Thirteen

The airline only took us as far as Spokane. Vera and I got on a chartered plane equipped with skis for another fifty-mile hop onto a glacial lake. There the plane left us, and we waited.

The air was frigid; the lake itself had been frozen for thousands of years. Directly up from the lake perimeter, jagged mountains rose in a ring of teeth up to the brilliant blue sky. Vera, wrapped in a wolfskin coat, looked warm and comfortable. I’d made a right guess about her sometime ago, that she was a skier. Hawk and I had made some wrong guesses, though. The Mafia was something we’d associated with the dirty business of drug running and the grimy streets of big cities. Here was Raki Senevres 10,000 feet up in the crisp, clean wilderness of the United States’s last untamed mountain range.

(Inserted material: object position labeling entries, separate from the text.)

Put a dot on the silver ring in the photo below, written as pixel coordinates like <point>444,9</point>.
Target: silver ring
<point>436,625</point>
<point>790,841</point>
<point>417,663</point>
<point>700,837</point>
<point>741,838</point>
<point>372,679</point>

“You always wanted to know more about me,” she said, each word made visible by a puff of condensed air. “Now you will. To begin with, you will now call me Vera King.”

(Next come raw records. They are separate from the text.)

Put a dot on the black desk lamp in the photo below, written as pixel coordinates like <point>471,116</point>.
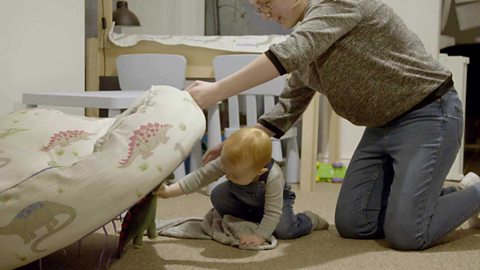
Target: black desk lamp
<point>123,16</point>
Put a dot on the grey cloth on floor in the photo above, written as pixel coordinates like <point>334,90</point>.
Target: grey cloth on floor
<point>224,230</point>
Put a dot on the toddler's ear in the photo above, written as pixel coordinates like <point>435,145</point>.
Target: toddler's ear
<point>262,171</point>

There was a shudder in the air before I could call her anything. Skimming low over the lake’s ice surface was a helicopter. As it approached, I could see it was no ordinary bush chopper. The slim, dartlike nose had a machine gun stinger. Slung under the nose was a grenade launcher, and on the sides of the copter’s lean fuselage were rocket pods. The copter was an AH-1 Huey Cobra and the last bird like it that I’d seen was outside Saigon. The Cobra was no civilian craft, but its markings — a light blue that made it nearly invisible against snow and high sky — were definitely not Army.

As the Cobra swung around us, its machine gun trained at our chests, Vera waved. The Cobra dipped and veered off.

Another copter appeared, apparently after some radio signal that the coast was clear. This bird was plumper, a sky-blue Huey Iroquois, a passenger carrier, a very special passenger carrier with modified Gatling guns jutting out the bays. It hovered over us and came down on the whirlwind of its rotors.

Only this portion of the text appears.